Во Львове остались два собственных, принадлежавших Самуэлю Лему каменных дома, — в Кракове жильё пришлось снимать. Жизнь постоянно дорожала. В семьдесят с лишним лет известный врач вынужден был работать в самой обыкновенной казённой больнице; о частной практике нечего было и думать. Никакой компенсации за потерянное во Львове ждать не приходилось. В конце концов, Самуэль Лем попросту сжёг бумаги, подтверждавшие его права на львовские дома. Чтобы как-то помочь семье, Станислав начал писать рассказы для журналов так называемого лёгкого чтения. Одновременно он писал лирические стихи. И за рассказы, и за стихи платили одинаково мало. В надежде на более или менее приличный гонорар за первые два краковских года Лем перепробовал всё — от мистических рассказов до научно-популярных эссе и стихов.
«Я начал ходить со своими стихами по разным редакциям, — вспоминал он позже, — например, к Каролю Курылюку, когда “Odrodzenie” (“Возрождение”) выходило ещё в Кракове. Как и другие светлые личности, он выбрасывал меня с ними из редакции, за что я ему до сих пор благодарен. Помню также долгие разговоры с Пшибосем, который объяснял мне, что я пишу немного под Лесьмяна, а немного неизвестно под кого, что моя версификация строф, которой я придерживался, как пьяный — забора, никуда не годится, но всё это было бесполезно. Я гнул своё и очень любил рифмы и к ним кристальную версификацию. Все эти “произведения” я печатал у Туровича в “Tygodnik Powszechny” (“Всеобщий еженедельник”)…»{25}
Кстати, с католической газетой «Tygodnik Powszechny» Станислав Лем сотрудничал более пятидесяти лет.
Постепенно молодой поэт вошёл в непрочный, но всё время расширявшийся дружеский круг молодых писателей, среди которых была, кстати, Вислава Шимборская (1923–2012), будущий лауреат Нобелевской премии. Они даже подружились. Шимборская в те годы поддерживала Лема. Её нисколько не пугали невесёлые настроения молодого поэта, значительно усиленные влиянием любимого им Рильке.
В тьму вбиты гвозди белых крестов.Берёзы — как траектории звёзд падучих.Мрак бесконечен, бегуч, крылат, лесист —Хребтом бьёт в застлавшую взгляд твердь тучи.Лишь одно напомнит о солнце — разбуженной иволги свист.Пламенем сломлен хор. Запомнится только глинеПодземная форма угасших губ.На могилах мята с полынью.На покровах, ничьих уж, трава сменяет траву.И моя смерть настанет. И тьма. Не знаю, за что живу[16].
2
Мир стремительно менялся.
Он менялся во всём — в одежде, в отношении к жизни, к вечным её ценностям.

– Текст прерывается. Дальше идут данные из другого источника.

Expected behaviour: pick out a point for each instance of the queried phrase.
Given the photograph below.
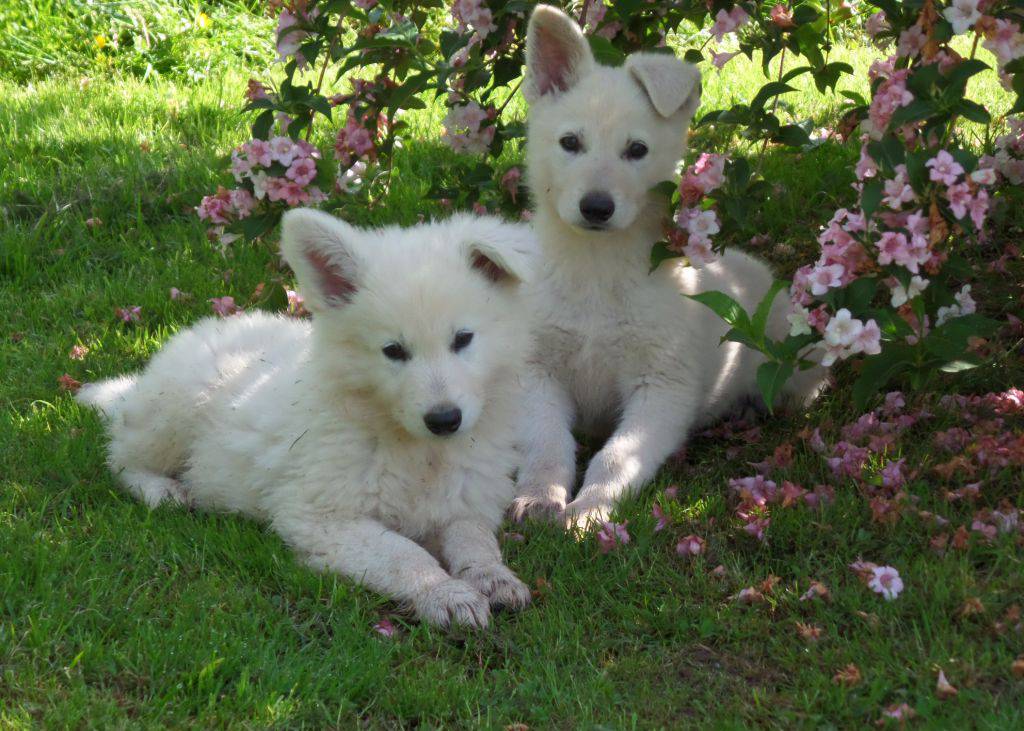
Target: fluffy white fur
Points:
(310, 427)
(621, 350)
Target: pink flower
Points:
(898, 190)
(243, 202)
(1005, 40)
(283, 149)
(710, 171)
(868, 341)
(464, 130)
(699, 252)
(728, 22)
(892, 474)
(782, 16)
(302, 171)
(473, 13)
(944, 168)
(963, 14)
(911, 42)
(691, 546)
(224, 306)
(823, 278)
(612, 535)
(719, 59)
(886, 581)
(663, 519)
(877, 24)
(129, 314)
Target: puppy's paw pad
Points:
(454, 602)
(536, 506)
(500, 585)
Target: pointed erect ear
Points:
(557, 53)
(672, 85)
(502, 252)
(318, 248)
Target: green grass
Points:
(112, 615)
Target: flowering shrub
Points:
(889, 286)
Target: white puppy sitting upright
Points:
(386, 425)
(620, 349)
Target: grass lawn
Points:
(113, 615)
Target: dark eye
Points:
(393, 351)
(635, 151)
(461, 340)
(570, 143)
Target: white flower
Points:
(843, 330)
(962, 14)
(903, 295)
(886, 581)
(704, 224)
(946, 313)
(284, 149)
(984, 176)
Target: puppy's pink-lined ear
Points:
(672, 85)
(504, 253)
(320, 250)
(557, 53)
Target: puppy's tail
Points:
(108, 396)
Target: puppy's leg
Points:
(471, 552)
(387, 562)
(654, 424)
(548, 471)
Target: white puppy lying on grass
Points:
(372, 439)
(620, 349)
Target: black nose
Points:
(443, 421)
(597, 207)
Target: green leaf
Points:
(604, 51)
(760, 319)
(725, 307)
(974, 112)
(871, 197)
(771, 377)
(879, 370)
(769, 90)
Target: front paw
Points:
(548, 506)
(499, 584)
(586, 515)
(454, 602)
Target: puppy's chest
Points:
(416, 495)
(595, 339)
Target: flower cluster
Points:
(276, 171)
(469, 128)
(695, 224)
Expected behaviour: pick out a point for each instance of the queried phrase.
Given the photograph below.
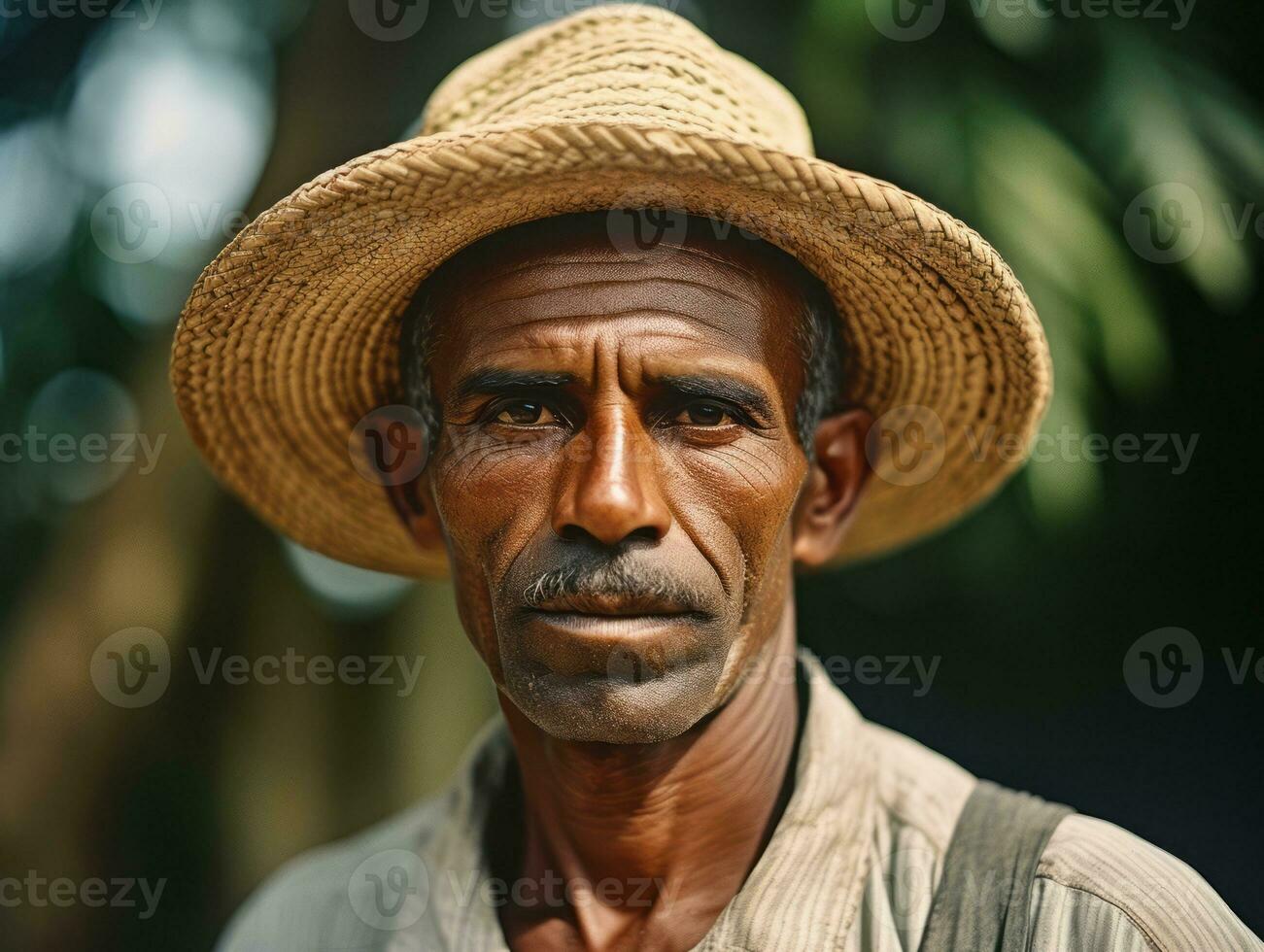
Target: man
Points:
(624, 430)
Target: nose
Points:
(609, 489)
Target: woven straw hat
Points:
(290, 335)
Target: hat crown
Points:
(620, 63)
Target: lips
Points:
(624, 606)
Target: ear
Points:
(834, 486)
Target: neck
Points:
(683, 819)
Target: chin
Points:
(616, 708)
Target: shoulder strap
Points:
(985, 892)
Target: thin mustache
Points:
(614, 581)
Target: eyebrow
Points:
(742, 394)
(492, 380)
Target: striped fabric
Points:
(852, 865)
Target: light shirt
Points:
(852, 865)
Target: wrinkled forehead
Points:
(565, 281)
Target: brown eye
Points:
(704, 412)
(525, 412)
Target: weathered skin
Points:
(663, 444)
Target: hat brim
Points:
(290, 336)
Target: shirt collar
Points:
(817, 855)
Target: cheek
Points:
(488, 498)
(490, 506)
(747, 490)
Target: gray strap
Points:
(985, 892)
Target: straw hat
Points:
(290, 335)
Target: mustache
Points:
(618, 579)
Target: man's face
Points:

Менялись вкусы, интересы, обычные бытовые заботы мешались с совершенно новыми, прежде незнакомыми. Война, массовые убийства, бессмысленное масштабное истребление, воздушные бомбёжки, трупы на улицах, ночёвки в подвалах, жизнь по фальшивым документам — всё это не могло пройти просто так, всё это что-то меняло в людях.
Изменился сам темп жизни.
Казалось, совсем недавно, в 1938 году (теперь уже в другом мире, совершенно другом), немецкие физики Отто Ган (1879–1968), Фриц Штрассман (1902–1980) и Лиза Мейтнер (1878–1968) впервые описали расщепление ядра урана, а уже весной 1941 года (тоже в другом мире) Энрико Ферми (1901–1954) завершил разработку теории цепной ядерной реакции. 6 декабря 1941 года в США было принято решение о выделении огромных средств и ресурсов на создание ядерного оружия. А через год — 2 декабря 1942 года — там же, в США, заработал первый в мире ядерный реактор и была осуществлена первая самоподдерживающаяся цепная ядерная реакция. И, наконец, 17 сентября 1943 года стартовал Манхэттенский проект, позволивший 16 июля 1945 года испытать в пустыне под городком Аламогордо (штат Нью-Мексико) первое ядерное взрывное устройство — «Gadget» (одноступенчатое, на основе плутония).